Now that marijuana is legal in small amounts in Washington and Colorado, officials in those state are having a heckuva time figuring out how to regulate those businesses and collect taxes on their daily doings. But even with the approval of state governments, there’s still the tricky question of how these establishments will be able to do their business — in other words, will customers be able to pay with cash, check or credit?
The ease and convenience of pulling out your plastic to make a purchase makes it a popular way to pay, but because marijuana is illegal under our country’s Controlled Substances Act, for now it’s likely going to be a cash-only business for growers and sellers, notes CNNMoney. Basically, banks don’t want be accused of money laundering, so they won’t take on businesses connected with drugs even if they’re legal in a certain state.
That puts such businesses into a cash-only position, which can be tough on both the owners and the customers. One Seattle store’s CEO said American Express and Discover dropped him last fall, and Visa and Mastercard bowed out soon after. He had to buy his own ATM and fill it with his own cash, then deposit the rest at his bank. The whole thing makes him a bit squirrelly.
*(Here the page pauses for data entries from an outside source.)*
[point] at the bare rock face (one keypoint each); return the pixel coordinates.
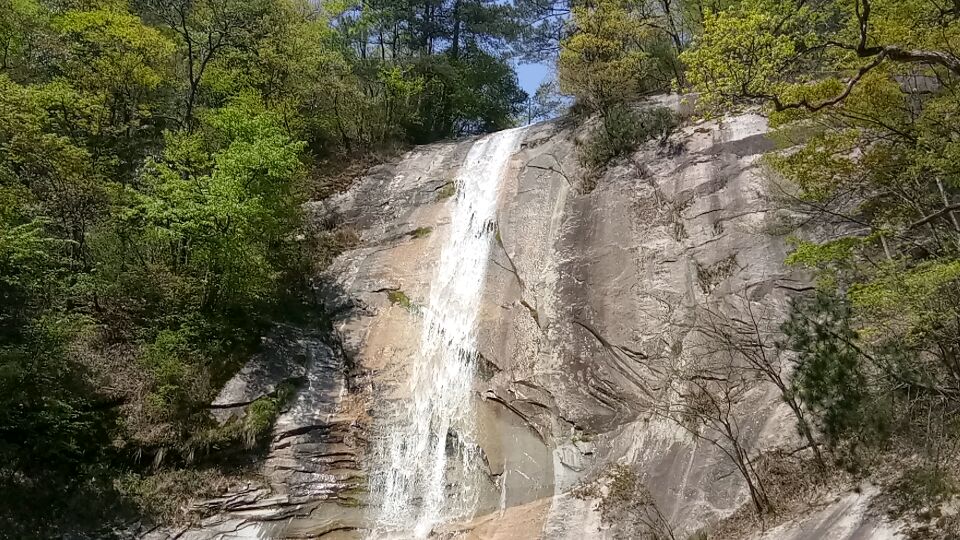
(591, 288)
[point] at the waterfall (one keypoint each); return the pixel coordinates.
(432, 432)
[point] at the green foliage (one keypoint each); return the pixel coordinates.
(421, 232)
(399, 298)
(829, 376)
(622, 129)
(615, 54)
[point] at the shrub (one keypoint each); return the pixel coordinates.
(622, 129)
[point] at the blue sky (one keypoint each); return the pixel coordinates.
(531, 75)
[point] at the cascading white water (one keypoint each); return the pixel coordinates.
(433, 432)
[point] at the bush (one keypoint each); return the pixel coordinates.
(622, 129)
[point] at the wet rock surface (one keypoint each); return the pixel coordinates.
(590, 289)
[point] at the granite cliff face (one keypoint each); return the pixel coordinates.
(588, 298)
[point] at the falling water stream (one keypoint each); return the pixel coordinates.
(432, 433)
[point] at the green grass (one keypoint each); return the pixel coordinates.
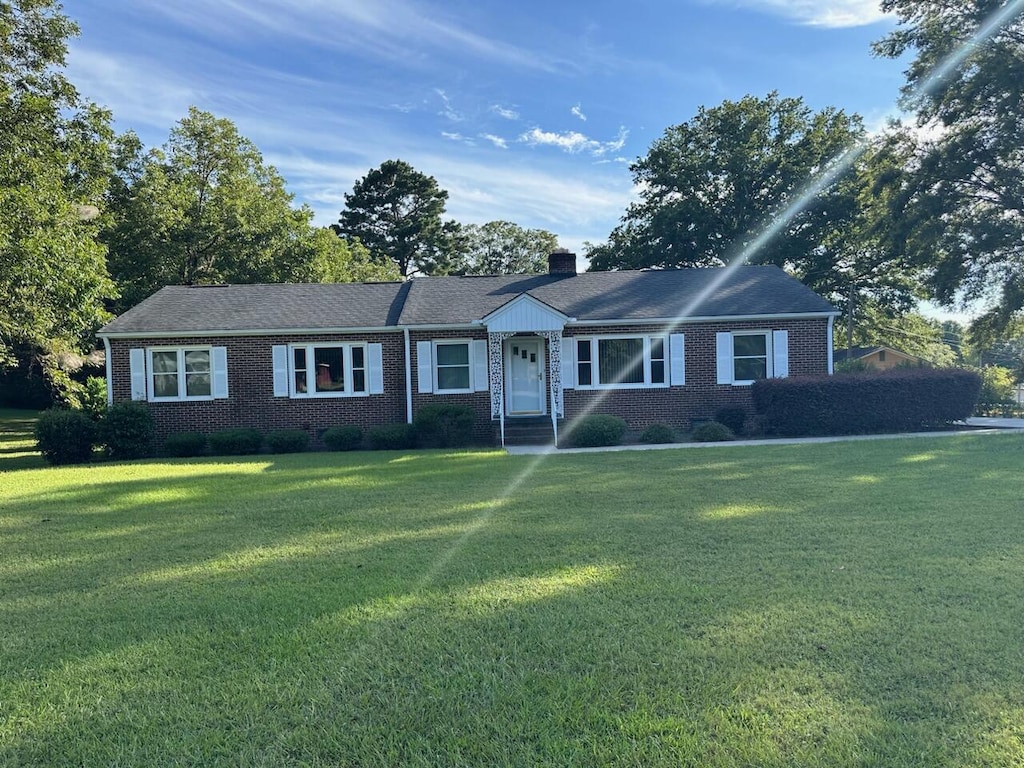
(841, 604)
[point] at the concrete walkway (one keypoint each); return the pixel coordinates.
(983, 425)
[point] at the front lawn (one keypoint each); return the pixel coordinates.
(841, 604)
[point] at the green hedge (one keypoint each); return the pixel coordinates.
(883, 401)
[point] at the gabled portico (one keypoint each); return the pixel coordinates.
(518, 364)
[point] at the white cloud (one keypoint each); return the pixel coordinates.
(830, 13)
(498, 141)
(573, 142)
(505, 113)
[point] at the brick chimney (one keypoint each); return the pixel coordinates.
(561, 261)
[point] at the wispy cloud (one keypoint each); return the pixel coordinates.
(574, 142)
(830, 13)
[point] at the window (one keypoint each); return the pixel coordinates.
(621, 361)
(452, 364)
(328, 370)
(180, 374)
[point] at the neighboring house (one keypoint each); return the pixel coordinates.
(879, 358)
(659, 346)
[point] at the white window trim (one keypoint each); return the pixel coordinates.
(595, 364)
(181, 396)
(346, 348)
(769, 356)
(469, 356)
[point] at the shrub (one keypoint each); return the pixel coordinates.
(443, 425)
(391, 437)
(288, 440)
(126, 430)
(183, 444)
(656, 433)
(881, 401)
(712, 431)
(599, 429)
(65, 436)
(238, 441)
(734, 417)
(343, 438)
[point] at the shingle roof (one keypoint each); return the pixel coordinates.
(587, 297)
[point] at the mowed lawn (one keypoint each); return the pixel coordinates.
(843, 604)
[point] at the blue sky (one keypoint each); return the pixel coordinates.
(528, 112)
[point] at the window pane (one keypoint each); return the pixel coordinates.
(453, 378)
(165, 363)
(750, 345)
(621, 360)
(330, 364)
(750, 369)
(453, 354)
(198, 385)
(165, 385)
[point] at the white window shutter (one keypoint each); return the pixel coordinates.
(677, 354)
(218, 359)
(136, 365)
(424, 367)
(480, 383)
(723, 346)
(780, 353)
(280, 370)
(568, 363)
(375, 353)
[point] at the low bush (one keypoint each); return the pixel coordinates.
(391, 437)
(882, 401)
(599, 429)
(443, 426)
(343, 438)
(734, 417)
(184, 444)
(288, 440)
(65, 436)
(712, 431)
(657, 433)
(126, 430)
(238, 441)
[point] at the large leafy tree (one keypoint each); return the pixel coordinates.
(957, 208)
(54, 162)
(505, 248)
(207, 209)
(396, 212)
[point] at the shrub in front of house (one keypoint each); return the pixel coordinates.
(288, 440)
(65, 436)
(184, 444)
(126, 430)
(391, 437)
(734, 417)
(343, 438)
(443, 425)
(893, 400)
(237, 441)
(658, 433)
(599, 429)
(712, 431)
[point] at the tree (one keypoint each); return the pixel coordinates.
(207, 209)
(395, 212)
(957, 209)
(504, 248)
(54, 162)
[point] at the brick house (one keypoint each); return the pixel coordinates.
(652, 346)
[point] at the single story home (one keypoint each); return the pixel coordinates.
(878, 357)
(652, 346)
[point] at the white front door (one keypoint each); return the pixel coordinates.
(525, 376)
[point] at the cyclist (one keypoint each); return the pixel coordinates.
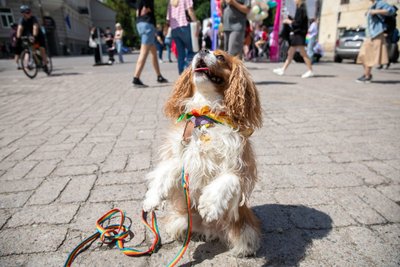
(29, 26)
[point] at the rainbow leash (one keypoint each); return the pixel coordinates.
(117, 233)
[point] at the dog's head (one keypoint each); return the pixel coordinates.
(216, 73)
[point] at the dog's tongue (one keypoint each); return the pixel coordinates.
(201, 69)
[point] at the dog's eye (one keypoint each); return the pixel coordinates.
(220, 57)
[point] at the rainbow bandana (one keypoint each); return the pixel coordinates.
(205, 116)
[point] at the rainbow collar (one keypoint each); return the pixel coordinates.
(205, 116)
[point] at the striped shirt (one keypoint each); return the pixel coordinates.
(176, 15)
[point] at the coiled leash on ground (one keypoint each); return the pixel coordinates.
(118, 232)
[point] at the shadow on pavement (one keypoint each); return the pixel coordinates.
(287, 233)
(386, 81)
(65, 74)
(271, 82)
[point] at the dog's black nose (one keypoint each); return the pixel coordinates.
(204, 52)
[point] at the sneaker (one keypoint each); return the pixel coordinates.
(364, 79)
(138, 83)
(278, 71)
(161, 79)
(308, 74)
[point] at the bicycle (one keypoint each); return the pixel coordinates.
(31, 59)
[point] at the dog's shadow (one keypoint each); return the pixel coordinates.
(287, 231)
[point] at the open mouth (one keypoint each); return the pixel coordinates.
(202, 67)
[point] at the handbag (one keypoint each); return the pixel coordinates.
(92, 43)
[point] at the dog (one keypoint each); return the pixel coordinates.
(218, 106)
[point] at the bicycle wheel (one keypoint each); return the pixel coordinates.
(29, 64)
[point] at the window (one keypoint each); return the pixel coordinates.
(7, 17)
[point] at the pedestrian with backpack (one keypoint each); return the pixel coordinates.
(373, 52)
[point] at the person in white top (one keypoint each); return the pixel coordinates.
(119, 32)
(312, 37)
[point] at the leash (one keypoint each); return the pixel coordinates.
(117, 233)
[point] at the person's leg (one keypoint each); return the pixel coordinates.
(226, 40)
(367, 72)
(289, 58)
(310, 47)
(187, 40)
(235, 45)
(144, 51)
(180, 47)
(43, 54)
(307, 60)
(156, 66)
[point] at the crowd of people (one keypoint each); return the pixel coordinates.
(237, 35)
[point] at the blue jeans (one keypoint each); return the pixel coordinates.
(119, 50)
(183, 41)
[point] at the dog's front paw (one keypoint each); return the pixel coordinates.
(150, 203)
(209, 208)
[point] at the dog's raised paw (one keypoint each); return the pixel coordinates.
(151, 203)
(209, 210)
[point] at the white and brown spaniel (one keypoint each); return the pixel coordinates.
(218, 107)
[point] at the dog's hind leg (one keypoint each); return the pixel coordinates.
(244, 234)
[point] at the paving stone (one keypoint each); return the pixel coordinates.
(114, 164)
(386, 207)
(31, 239)
(78, 189)
(43, 169)
(49, 214)
(76, 170)
(121, 178)
(20, 185)
(138, 162)
(118, 192)
(14, 200)
(49, 190)
(19, 171)
(4, 216)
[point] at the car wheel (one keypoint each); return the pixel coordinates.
(338, 59)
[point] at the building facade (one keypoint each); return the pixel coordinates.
(67, 22)
(341, 14)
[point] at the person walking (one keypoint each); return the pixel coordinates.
(297, 39)
(160, 42)
(373, 50)
(94, 34)
(109, 38)
(180, 26)
(235, 17)
(168, 42)
(118, 43)
(145, 25)
(312, 37)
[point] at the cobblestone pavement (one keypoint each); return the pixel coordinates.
(79, 143)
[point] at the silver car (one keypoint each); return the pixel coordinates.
(349, 43)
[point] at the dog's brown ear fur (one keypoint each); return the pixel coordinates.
(183, 89)
(241, 98)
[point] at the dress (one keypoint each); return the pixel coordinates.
(180, 31)
(234, 23)
(299, 27)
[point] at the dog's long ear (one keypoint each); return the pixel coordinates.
(183, 89)
(241, 98)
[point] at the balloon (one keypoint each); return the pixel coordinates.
(259, 10)
(272, 4)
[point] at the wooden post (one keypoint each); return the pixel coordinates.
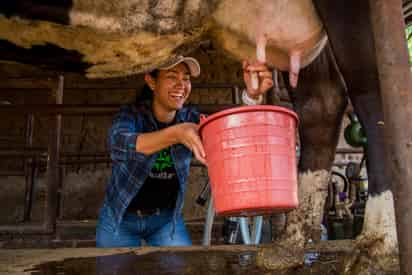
(396, 91)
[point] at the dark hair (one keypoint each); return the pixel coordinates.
(146, 93)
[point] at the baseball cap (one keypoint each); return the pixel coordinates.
(190, 62)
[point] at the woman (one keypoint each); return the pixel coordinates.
(151, 145)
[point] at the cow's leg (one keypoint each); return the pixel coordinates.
(350, 34)
(320, 101)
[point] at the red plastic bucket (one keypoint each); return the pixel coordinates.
(251, 157)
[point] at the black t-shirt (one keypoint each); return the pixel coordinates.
(161, 186)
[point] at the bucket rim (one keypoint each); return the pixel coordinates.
(245, 109)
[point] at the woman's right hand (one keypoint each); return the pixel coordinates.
(188, 134)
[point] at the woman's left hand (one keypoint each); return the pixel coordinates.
(264, 76)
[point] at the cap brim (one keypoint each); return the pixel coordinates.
(190, 62)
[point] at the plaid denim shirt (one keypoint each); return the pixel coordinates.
(131, 168)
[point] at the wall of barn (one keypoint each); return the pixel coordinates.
(84, 184)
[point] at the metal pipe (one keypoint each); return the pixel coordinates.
(396, 91)
(207, 229)
(244, 230)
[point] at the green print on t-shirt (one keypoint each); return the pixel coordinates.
(163, 161)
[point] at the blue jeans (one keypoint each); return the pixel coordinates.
(156, 230)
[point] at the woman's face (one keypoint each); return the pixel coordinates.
(172, 87)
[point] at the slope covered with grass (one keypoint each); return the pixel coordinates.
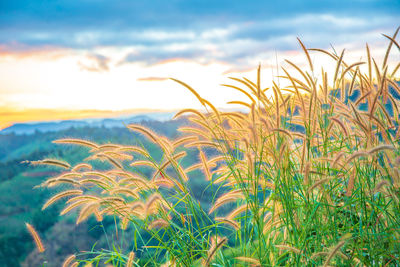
(307, 175)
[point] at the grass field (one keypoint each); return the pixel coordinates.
(306, 175)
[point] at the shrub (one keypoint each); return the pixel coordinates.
(307, 174)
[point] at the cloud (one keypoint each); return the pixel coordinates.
(156, 31)
(95, 63)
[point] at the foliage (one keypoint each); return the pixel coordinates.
(308, 175)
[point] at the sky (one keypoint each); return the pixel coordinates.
(68, 59)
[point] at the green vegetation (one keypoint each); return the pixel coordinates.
(307, 176)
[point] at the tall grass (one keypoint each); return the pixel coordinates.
(307, 175)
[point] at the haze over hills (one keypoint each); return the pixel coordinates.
(118, 122)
“The more cash you have sitting around, the more of a target you are,” he said.
Instead, he created an unrelated holding company, a practice common in the legal marijuana industry. Dispensaries, growers and even those only remotely related to the pot industry, like one security company that offers services to such establishments, say that the restrictions of doing cash-only business “almost makes it impossible to run a proper and legitimate business.”
And if businesses can only deal in paper money, states like Washington are going to have a hard time trying to track weed transactions and in turn, properly tax those pot establishments.
In the meantime, customers visiting marijuana businesses will likely face sights like the atmosphere at one dispensary, which, coincidentally, used to be a bank — reinforced concrete walls, motion detectors and cameras everywhere. Sounds inviting.